Author and business critic Anand Giridharadas has a simple message for this year’s business school graduates: Forget everything you just learned.
Giridharadas, a former McKinsey consultant, recorded a commencement speech of sorts for all newly minted MBAs, urging them to dump pro-market philosophies and “put people above profits.” It’s the same theme he outlined in his 2018 bestselling book, Winners Take All: The Elite Charade of Changing the World, but now with a COVID-19 twist.
“Thanks to these business school doctrines, we ended up not only with limited personal protective equipment for doctors and nurses in the worst crisis since World War II, but also without the capacity to make that stuff quickly once we became aware of the shortage,” says Giridharadas in the just-released address, airing tonight on VICE.
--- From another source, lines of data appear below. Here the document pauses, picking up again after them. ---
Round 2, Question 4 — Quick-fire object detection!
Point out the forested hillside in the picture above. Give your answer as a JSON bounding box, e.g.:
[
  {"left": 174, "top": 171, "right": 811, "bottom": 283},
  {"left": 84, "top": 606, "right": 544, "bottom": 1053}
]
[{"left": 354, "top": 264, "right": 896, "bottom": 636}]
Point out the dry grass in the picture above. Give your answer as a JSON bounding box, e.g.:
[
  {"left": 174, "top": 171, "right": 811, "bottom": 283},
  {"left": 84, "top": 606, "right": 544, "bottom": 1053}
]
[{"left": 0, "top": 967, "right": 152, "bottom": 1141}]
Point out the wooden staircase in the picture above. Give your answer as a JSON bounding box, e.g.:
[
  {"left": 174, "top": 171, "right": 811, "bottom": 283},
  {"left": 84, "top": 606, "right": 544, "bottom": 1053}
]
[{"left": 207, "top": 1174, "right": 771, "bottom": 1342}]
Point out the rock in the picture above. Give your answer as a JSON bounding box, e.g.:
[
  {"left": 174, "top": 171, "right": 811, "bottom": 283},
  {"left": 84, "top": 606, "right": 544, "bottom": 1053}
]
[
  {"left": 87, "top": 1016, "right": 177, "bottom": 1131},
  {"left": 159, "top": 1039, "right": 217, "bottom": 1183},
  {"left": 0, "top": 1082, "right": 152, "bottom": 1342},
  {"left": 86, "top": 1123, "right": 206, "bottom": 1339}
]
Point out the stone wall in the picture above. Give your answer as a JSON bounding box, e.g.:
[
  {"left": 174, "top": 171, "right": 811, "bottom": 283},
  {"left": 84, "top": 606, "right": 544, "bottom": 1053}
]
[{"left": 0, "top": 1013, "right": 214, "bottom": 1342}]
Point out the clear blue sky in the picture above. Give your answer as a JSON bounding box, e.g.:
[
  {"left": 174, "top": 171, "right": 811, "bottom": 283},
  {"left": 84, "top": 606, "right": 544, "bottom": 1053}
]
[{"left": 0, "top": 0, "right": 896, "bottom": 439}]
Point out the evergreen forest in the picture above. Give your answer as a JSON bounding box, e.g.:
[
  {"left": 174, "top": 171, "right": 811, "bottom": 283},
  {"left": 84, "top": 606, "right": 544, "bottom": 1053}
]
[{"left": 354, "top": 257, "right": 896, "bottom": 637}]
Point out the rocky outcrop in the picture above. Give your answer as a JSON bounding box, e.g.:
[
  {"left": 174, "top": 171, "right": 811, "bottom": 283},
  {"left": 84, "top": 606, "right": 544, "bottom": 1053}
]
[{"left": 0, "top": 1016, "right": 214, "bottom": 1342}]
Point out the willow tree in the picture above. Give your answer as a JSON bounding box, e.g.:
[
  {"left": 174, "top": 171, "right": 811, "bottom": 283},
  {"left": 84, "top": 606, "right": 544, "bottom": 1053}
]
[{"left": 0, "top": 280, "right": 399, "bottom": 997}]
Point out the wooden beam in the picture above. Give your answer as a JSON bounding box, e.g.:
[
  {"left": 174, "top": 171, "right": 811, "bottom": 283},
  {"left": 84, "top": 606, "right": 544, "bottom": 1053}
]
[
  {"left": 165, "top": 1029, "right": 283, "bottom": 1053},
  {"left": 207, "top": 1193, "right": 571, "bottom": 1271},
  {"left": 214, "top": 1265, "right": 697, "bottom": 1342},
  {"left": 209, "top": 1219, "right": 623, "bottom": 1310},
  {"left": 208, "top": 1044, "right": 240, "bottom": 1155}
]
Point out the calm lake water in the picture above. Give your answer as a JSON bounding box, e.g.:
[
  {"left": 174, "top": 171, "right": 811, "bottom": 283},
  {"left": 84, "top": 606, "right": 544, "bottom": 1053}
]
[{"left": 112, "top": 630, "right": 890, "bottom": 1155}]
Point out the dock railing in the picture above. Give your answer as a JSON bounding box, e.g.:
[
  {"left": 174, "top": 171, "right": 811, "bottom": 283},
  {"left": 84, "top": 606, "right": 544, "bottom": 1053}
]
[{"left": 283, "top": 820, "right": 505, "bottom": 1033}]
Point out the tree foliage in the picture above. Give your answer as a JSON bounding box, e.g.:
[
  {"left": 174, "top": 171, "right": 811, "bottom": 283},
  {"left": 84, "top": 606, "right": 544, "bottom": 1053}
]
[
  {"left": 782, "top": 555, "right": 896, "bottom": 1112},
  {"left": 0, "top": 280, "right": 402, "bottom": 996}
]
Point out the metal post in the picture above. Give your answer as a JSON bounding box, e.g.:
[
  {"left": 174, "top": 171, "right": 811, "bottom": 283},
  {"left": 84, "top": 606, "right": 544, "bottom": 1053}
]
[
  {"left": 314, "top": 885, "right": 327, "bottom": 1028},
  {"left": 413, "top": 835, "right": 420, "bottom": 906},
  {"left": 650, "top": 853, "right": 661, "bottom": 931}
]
An Ohio native who graduated from the University of Michigan and studied at Harvard before joining McKinsey, Giridharadas is now an editor-at-large for Time and a visiting scholar at the Arthur L. Carter Journalism Institute at New York University. Strategies taught in business school like maximizing shareholder value, forming just-in-time supply chains, and outsourcing low-end work have led to massive income inequality and an inability to handle crises like the coronavirus pandemic, he argues.
“You will need to desert the tools responsible for our plight,” he urges business school grads. “You will need to forget the frameworks that have been drilled into you at business school in the hope that you would sustain for another generation the habit of running corporations in ways that run people and communities and the planet into the ground.”
Watch the full address in the video above.
(Correction, May 27, 2020: An earlier version of this story misstated where Giridharadas graduated from. He graduated from the University of Michigan and later studied at Harvard.)